When applying the novel analog approaches, some aspects have to be kept in mind: both methods focus on a regional to local scale. This means that the domain for the circulation related selection variables should be chosen very carefully, i.e., not too many centers of variation should influence the orientation of the normal vector or position of the center of gravity. Only when the domain size is small enough that the derived values of the determinants can exclusively be assigned to a specific state of the atmosphere; both methods are appropriate for selecting analogs. For example, if there are two pronounced high-pressure systems located on the northern and southern border of the domain and one low-pressure system in the center of the domain, the orientation of the normal vector could be very similar to a circulation pattern where no significant pressure gradient could be detected since the different pressure centers cancel each other. Here, the domain size is limited to 20° × 20°, and, thus, the chances that different circulation patterns exhibit the same NVEC or COG are minimized.

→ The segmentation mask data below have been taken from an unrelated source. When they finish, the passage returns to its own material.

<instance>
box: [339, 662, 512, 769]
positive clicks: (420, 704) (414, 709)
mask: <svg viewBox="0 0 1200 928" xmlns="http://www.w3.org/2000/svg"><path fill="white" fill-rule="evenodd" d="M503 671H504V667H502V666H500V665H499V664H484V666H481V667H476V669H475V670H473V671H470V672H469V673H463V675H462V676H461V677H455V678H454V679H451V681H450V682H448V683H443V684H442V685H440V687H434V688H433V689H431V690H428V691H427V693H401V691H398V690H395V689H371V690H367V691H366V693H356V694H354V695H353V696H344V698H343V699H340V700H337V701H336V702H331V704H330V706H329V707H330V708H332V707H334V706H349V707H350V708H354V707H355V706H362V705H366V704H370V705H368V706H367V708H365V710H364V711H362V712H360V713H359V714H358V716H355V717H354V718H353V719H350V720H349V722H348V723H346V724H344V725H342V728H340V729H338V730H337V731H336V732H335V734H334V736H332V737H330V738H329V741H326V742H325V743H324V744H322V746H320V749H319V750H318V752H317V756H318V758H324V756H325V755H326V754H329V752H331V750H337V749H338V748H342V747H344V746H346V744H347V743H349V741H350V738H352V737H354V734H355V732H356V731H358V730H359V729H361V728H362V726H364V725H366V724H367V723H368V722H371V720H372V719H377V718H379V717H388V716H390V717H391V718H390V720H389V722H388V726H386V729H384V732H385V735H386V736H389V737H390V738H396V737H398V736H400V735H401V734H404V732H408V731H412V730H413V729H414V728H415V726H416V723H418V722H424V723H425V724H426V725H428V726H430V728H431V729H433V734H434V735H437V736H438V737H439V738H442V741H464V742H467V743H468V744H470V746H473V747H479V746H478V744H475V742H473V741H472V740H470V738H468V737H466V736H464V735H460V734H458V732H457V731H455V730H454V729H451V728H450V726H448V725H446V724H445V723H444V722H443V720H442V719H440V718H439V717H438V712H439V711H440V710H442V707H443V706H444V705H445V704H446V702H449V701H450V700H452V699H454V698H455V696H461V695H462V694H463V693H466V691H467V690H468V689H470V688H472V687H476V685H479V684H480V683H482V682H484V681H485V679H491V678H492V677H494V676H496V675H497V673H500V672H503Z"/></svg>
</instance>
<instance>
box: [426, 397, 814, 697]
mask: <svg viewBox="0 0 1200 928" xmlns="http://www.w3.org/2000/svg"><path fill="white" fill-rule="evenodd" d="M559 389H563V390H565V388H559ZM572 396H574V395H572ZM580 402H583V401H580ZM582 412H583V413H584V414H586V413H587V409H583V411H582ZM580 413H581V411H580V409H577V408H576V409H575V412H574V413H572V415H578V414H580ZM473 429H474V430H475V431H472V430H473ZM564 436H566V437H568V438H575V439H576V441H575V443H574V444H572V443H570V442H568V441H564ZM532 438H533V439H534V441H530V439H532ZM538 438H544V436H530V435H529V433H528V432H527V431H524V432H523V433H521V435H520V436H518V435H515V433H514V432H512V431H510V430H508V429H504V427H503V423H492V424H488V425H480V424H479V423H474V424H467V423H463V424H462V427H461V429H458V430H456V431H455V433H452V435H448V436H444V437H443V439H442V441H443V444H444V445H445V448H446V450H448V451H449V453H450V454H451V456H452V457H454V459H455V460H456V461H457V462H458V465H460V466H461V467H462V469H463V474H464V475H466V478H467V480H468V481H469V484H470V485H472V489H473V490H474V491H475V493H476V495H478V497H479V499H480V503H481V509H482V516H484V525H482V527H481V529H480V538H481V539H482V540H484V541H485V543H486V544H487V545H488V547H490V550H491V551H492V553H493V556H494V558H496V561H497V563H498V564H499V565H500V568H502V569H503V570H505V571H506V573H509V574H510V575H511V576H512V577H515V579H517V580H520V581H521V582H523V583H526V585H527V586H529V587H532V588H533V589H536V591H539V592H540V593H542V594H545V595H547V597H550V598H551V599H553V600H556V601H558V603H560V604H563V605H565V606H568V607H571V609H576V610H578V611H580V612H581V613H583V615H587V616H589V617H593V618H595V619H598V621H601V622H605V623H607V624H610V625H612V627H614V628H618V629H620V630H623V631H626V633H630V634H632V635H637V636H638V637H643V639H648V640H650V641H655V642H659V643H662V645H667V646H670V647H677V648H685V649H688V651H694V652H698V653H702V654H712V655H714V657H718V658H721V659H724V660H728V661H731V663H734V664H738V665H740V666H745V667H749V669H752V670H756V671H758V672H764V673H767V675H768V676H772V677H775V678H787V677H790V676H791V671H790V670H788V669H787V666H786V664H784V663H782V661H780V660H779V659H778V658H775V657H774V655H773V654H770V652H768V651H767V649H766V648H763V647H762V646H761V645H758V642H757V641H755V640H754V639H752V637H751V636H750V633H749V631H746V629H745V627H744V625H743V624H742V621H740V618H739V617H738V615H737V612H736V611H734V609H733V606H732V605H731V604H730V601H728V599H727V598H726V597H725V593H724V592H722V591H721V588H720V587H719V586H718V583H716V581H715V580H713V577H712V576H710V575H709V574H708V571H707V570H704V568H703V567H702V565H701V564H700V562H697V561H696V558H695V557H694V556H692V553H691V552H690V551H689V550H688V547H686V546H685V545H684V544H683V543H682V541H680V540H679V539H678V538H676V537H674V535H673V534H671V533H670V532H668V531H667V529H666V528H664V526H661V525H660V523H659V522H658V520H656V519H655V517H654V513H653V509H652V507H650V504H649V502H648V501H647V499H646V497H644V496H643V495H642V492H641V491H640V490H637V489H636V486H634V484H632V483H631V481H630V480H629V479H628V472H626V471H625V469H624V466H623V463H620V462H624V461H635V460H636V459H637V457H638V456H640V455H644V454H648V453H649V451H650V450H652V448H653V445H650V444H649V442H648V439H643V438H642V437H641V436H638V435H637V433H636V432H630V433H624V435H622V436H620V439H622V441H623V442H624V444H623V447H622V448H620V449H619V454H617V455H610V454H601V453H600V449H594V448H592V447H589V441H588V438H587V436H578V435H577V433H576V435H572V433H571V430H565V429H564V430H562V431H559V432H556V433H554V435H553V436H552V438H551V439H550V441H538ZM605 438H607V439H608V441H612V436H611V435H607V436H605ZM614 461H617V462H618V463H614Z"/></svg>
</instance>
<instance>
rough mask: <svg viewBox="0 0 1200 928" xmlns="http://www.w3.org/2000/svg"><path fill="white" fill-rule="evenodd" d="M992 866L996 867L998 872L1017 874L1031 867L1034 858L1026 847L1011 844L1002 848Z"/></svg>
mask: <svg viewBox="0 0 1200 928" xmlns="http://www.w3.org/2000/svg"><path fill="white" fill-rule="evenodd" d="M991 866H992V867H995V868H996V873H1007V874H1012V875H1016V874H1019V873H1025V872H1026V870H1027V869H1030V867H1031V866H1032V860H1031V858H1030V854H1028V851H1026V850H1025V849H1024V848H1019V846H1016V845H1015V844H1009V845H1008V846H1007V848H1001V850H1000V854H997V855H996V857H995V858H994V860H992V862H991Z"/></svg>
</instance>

Only when a pressure system is located in the middle of the domain that a special situation occurs. By means of the orientation of the normal vector, there is no chance to determine whether it is a high- or low-pressure system. For this reason, the mean value of the pressure pattern was additionally considered in order to determine the point within the artificial coordinate system. In general, the domain size has to be defined in a way that the orientation of the normal vector or position of the center of gravity, respectively, in combination with the mean value can capture the different states of the atmosphere.

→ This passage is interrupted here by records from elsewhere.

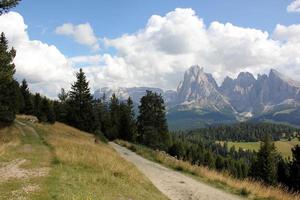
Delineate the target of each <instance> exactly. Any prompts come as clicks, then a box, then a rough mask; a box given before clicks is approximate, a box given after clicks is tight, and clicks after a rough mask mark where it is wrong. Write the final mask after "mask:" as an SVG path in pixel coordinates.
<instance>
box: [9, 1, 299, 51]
mask: <svg viewBox="0 0 300 200" xmlns="http://www.w3.org/2000/svg"><path fill="white" fill-rule="evenodd" d="M82 2H83V1H70V0H52V1H36V0H24V1H23V2H22V3H21V4H20V5H19V6H18V7H17V8H16V9H14V10H16V11H18V12H20V13H21V14H22V15H23V17H24V19H25V21H26V24H27V25H28V32H29V36H30V37H31V39H38V40H41V41H43V42H47V43H49V44H54V45H56V46H57V47H59V49H60V50H61V51H62V52H63V53H64V54H65V55H67V56H76V55H82V54H89V53H90V52H89V49H88V48H87V47H84V46H81V45H78V44H75V43H74V42H73V41H72V40H71V39H68V38H65V37H63V36H60V35H57V34H55V33H54V30H55V28H56V27H57V26H60V25H62V24H63V23H67V22H68V23H73V24H81V23H86V22H89V23H90V24H91V26H92V27H93V29H94V32H95V34H96V35H97V36H98V37H107V38H116V37H119V36H121V35H122V34H125V33H134V32H136V31H137V30H139V29H141V28H143V27H144V26H145V24H146V23H147V20H148V19H149V18H150V17H151V16H152V15H154V14H156V15H161V16H163V15H165V14H166V13H168V12H170V11H172V10H174V9H175V8H192V9H193V10H195V11H196V13H197V15H198V16H199V17H201V18H203V19H204V22H205V23H206V24H207V25H209V24H210V23H211V22H212V21H219V22H222V23H226V22H230V23H232V24H234V25H236V26H241V27H251V28H256V29H261V30H266V31H268V32H270V33H271V32H272V31H273V30H274V28H275V26H276V24H283V25H291V24H295V23H299V22H300V15H299V14H298V13H287V11H286V7H287V5H288V4H289V3H290V2H291V1H289V0H251V1H248V0H226V1H223V0H151V1H146V0H127V1H122V0H88V1H84V2H85V3H84V4H83V3H82ZM101 51H103V52H106V51H108V52H113V51H110V50H107V49H102V50H101Z"/></svg>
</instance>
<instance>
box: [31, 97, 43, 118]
mask: <svg viewBox="0 0 300 200" xmlns="http://www.w3.org/2000/svg"><path fill="white" fill-rule="evenodd" d="M41 102H42V97H41V95H40V94H39V93H35V95H34V97H33V108H34V115H35V116H37V115H38V112H39V109H40V106H41Z"/></svg>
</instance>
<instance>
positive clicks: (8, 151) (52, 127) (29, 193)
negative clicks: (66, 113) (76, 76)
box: [0, 116, 167, 200]
mask: <svg viewBox="0 0 300 200" xmlns="http://www.w3.org/2000/svg"><path fill="white" fill-rule="evenodd" d="M99 198H100V199H101V200H105V199H141V200H142V199H153V200H155V199H167V198H166V197H165V196H164V195H163V194H161V193H160V192H159V191H158V190H157V189H156V188H155V187H154V186H153V185H152V184H151V182H150V181H149V180H148V179H147V178H146V177H145V176H144V175H142V174H141V173H140V172H139V171H138V170H137V169H136V168H135V167H134V166H133V165H132V164H130V163H128V162H126V161H125V160H124V159H122V158H121V157H120V156H119V155H118V154H117V152H115V151H114V150H113V149H112V148H111V147H110V146H109V145H108V144H105V143H103V142H100V141H99V142H98V141H97V140H95V138H94V136H93V135H91V134H88V133H85V132H81V131H79V130H77V129H75V128H72V127H69V126H66V125H64V124H61V123H55V124H54V125H48V124H39V123H35V120H34V118H32V117H25V116H23V117H21V116H19V117H18V118H17V120H16V121H15V123H14V124H13V125H12V126H10V127H6V128H3V127H2V128H0V199H39V200H40V199H59V200H63V199H78V200H79V199H80V200H81V199H99Z"/></svg>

As the present study showed, limitations can occur when the trends of the observation and of the reanalysis data set exhibit strong differences or different signs. In this study, the daily minimum temperatures showed inhomogeneous behavior around the turn of the millennium with the result that observation and reanalysis are different in sign and, therefore, assessments drift apart over time. But, as could be observed for the MLR, inhomogeneous behavior of predictand or predictor variables is in general a problem for statistical downscaling approaches. The assumption that the relationships are robust and stationary over time is one important limiting factor for statistical downscaling (Gutierrez et al., 2013) but, with respect to climate change studies, can only be assumed. However, both novel analog methods provide good skills when no non-stationarity affects the time series (TMEAN, TMAX).

In summary, the two introduced novel analog approaches are straightforward methods for assessing absolute temperatures or exceedances of temperature thresholds. Furthermore, both methods are transferable on independent data sets and, thus, easily applicable on future climate change studies. Overall, both methods can keep up with an existing analog method and, to some extent, an approach based on multiple linear regression. Since each normal vector or center of gravity should represent a singular pressure pattern only, both approaches are especially suitable for local to regional climate studies. The study focused on urban climate change within the city of Augsburg, and thus the method was only applied on one city. Further analysis is necessary to see if the methods are also applicable to other cities or climate zones, respectively.